A citada senhora tinha uma filha de nove anos, criança muito inteligente e esperta para a sua idade. A mãe de combinação com ela, lembrou-se de me preparar, para passar a noite, a cama da boneca, antes que anoitecesse. Meteram a referida cama numa gaveta da mesinha de cabeceira e colocaram esta gaveta em cima de uma prateleira, suspensa na parede, por causa dos ratos; e foi essa a cama em que dormi durante a minha permanência em casa de tão bondosas criaturas. Era tão hábil esta pequena, que, depois de me vestir e despir-me diante dela umas duas vezes, soube vestir-me e despir-me, quando lhe aprazia, embora fosse só por obediência, que lhe eu dava semelhante trabalho; fez-me seis camisas e outras espécies de roupa branca, do mais fino pano que fora possível encontrar-se, (e que, em boa verdade, era muito mais grosso do que o tecido para velas de navio), e ela própria as lavava. A minha lavadeira armara-se também em professora, ensinando-me o idioma do seu país. Quando eu apontava para qualquer coisa, dizia-me logo o nome que tinha, de maneira que, dentro em pouco, fiquei apto para pedir o que queria; era de muito boa índole; deu-me o nome de Grildrig, palavra que significa aquilo a que os Latinos chamam homúnculos, os italianos homunceletino e os ingleses manikin. É a ela que devo a conservação da minha existência. Estávamos sempre juntos; eu chamava-lhe Glumdalclitch, ou mestrazinha, e seria um indício de negra ingratidão se alguma vez esquecesse os cuidados e a afeição que me proporcionava. De todo o coração, desejo que um dia esteja em condições de retribuí-los, em lugar de ser talvez a inocente, mas funesta, causa da sua desventura, como tive ocasião de verificar.

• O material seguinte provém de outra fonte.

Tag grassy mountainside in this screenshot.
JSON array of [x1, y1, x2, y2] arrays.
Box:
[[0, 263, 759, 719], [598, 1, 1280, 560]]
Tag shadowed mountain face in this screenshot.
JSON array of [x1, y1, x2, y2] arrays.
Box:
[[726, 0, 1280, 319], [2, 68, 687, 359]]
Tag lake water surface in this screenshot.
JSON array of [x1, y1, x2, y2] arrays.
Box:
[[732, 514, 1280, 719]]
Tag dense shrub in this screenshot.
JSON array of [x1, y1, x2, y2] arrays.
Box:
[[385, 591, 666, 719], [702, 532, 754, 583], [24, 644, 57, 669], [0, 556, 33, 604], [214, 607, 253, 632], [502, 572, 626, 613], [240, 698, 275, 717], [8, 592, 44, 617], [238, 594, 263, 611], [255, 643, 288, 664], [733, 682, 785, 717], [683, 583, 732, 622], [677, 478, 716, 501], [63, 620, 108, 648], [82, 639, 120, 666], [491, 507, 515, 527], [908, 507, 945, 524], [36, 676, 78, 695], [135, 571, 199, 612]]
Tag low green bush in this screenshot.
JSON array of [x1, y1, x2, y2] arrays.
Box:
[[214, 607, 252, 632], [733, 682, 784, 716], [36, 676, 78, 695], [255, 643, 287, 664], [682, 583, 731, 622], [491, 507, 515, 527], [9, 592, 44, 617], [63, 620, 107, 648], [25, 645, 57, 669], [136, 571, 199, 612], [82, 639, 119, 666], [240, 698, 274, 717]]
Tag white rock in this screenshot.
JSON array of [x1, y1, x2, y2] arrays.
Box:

Corria então por todo o país que o meu amo encontrara no campo um animal, do tamanho de, talvez, um splacnuck (animal da região que devia ter seis pés) e com a mesma configuração de um ente humano; que imitava o homem nas suas menores ações e parecia falar uma espécie de linguagem, que lhes era própria; que já aprendera muitos vocábulos do idioma deles; que caminhava direito sobre os dois pés, era dócil e tratável, acudia logo que o chamavam, fazia tudo quanto lhe ordenavam, tinha os membros delicados e uma tez mais branca e mais fina do que a filha de um fidalgo aos três anos de idade. Um lavrador, seu vizinho e seu íntimo amigo, veio fazer-lhe uma visita para verificar a veracidade do boato que correra. Mandaram-me logo chamar; colocaram-me em cima da mesa, por onde caminhei, como me ordenavam. Desembainhei e embainhei a espada; cumprimentei o amigo do meu amo; perguntei-lhe, na língua do seu país, como ia de saúde, dei-lhe as boas vindas, enfim, segui todas as indicações da minha pequena professora. Este homem, a quem a avançada idade cansara a vista, pôs os óculos para me ver melhor; essa ação fez-me soltar uma grande gargalhada. As pessoas da família, que descobriram o motivo da minha alegria, também desataram a rir; o alvejado, porém, era tão gebo e tão palerma, que não se melindrou com isso.